Le djihadisme renvoie un reflet conforme aux représentations d'idéal masculin telles que se les figure la jeunesse d'origine immigrée. La question de fond est donc bien celle de l'image. Et elle naît de deux défaillances : d'une part un référent qui puisse être idéalisé, d'autre part une vision sexuée très patriarcale de ce que doit être un homme.
Cette vision est à la source de tous les maux de cette jeunesse, ce qui explique d'ailleurs que les filles immigrées s'en sortent bien mieux que les garçons. Elle s'alimente du communautarisme, de la concentration ethnique, de la délinquance et du phénomène des bandes.
On est toujours tenté de trouver des coupables idéaux et on pointe du doigt des mosquées sauvages, illégales, qui fanatiseraient les banlieues. Dans la réalité, quand elles existent, elles ne sont qu'un symptôme, pas une cause.
Les parents de ces jeunes gens qui ont bien compris le risque ne sont pas fous : s'ils le peuvent, ils envoient leurs enfants chez les "Catholiques", comme ils le disent à mi-voix entre eux.

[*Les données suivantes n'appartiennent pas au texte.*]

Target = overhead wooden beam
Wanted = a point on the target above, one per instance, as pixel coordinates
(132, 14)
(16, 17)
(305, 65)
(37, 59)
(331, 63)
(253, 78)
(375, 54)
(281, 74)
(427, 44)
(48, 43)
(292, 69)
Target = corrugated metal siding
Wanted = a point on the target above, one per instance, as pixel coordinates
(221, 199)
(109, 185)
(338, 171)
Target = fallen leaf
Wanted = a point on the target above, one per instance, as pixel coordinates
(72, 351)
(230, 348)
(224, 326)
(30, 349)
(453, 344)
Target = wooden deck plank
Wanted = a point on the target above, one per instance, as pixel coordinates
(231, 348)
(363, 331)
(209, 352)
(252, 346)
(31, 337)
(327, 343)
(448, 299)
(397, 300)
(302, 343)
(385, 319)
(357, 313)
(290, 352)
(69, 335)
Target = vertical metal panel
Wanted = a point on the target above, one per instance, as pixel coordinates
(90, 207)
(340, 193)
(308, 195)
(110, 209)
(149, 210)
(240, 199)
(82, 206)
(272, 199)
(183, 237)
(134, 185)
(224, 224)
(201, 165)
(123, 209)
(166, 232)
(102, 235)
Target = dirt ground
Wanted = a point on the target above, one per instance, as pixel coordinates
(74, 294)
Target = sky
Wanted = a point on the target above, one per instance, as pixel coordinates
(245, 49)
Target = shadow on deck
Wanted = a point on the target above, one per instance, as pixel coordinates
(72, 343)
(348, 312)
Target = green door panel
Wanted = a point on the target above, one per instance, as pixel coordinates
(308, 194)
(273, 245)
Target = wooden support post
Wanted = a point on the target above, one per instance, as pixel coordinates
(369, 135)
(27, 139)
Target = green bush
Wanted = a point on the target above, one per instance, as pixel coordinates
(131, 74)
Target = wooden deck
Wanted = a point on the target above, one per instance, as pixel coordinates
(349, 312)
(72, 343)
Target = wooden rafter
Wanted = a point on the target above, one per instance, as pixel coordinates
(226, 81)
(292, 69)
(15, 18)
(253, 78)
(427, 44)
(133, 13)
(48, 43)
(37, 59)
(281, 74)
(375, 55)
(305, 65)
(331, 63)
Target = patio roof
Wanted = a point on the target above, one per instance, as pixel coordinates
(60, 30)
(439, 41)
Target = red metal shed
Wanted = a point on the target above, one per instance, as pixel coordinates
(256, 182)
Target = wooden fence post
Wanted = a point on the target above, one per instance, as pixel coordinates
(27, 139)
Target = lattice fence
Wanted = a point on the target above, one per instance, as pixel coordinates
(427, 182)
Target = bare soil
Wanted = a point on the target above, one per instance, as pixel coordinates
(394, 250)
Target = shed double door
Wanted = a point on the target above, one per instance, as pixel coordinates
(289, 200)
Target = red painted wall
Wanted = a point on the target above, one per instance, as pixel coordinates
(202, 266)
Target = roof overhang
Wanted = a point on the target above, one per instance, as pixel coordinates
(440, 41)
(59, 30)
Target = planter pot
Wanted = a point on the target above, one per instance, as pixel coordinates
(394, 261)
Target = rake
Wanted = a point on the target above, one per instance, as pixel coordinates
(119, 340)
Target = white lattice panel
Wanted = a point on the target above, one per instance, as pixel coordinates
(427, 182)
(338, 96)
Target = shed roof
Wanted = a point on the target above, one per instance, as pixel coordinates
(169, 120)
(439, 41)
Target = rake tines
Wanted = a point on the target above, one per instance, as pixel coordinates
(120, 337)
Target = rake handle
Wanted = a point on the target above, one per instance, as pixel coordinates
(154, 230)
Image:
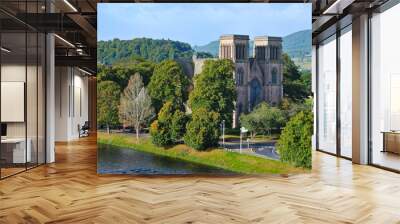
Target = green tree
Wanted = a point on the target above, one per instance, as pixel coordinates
(121, 71)
(202, 131)
(214, 89)
(150, 49)
(108, 94)
(169, 127)
(168, 83)
(135, 104)
(263, 119)
(294, 145)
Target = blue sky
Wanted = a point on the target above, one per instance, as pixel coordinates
(198, 24)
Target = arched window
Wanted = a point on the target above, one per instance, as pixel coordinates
(274, 76)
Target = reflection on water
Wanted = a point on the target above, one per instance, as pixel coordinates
(116, 160)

C'est dire l'échec total de l'école publique avec tout son laïus laïc et son béni-oui-ouisme républicain.
Il faut évoquer aussi une politique de la ville déficiente, mais à la vérité, il aurait déjà fallu ne pas laisser de telles concentrations ethniques se créer dans les banlieues. Il était parfaitement évident qu'elles tourneraient au communautarisme. Cela supposait évidemment une immigration bien moins massive et sa dispersion sur tout le territoire français.
Refaire l'Histoire ne fera pas avancer notre problème. Il faut maintenant réfléchir à des solutions avec la situation actuelle.
Je sais que la France déteste les statistiques ethniques et religieuses, mais il va bien falloir s'y faire car il ne sera pas possible de travailler sans ces dernières.
Clairement, le problème touche les jeunes de confession musulmane, même s'il y a un fort effet d'aspiration sur les autres. Il ne suffira donc pas d'évoquer la diversité, comme le font nos responsables politiques en la brandissant à titre de joujou électoral.
La discrimination positive à l'aveuglette ne débouchera pas sur grand chose, à mon avis. Ces programmes-là ne marchent jamais.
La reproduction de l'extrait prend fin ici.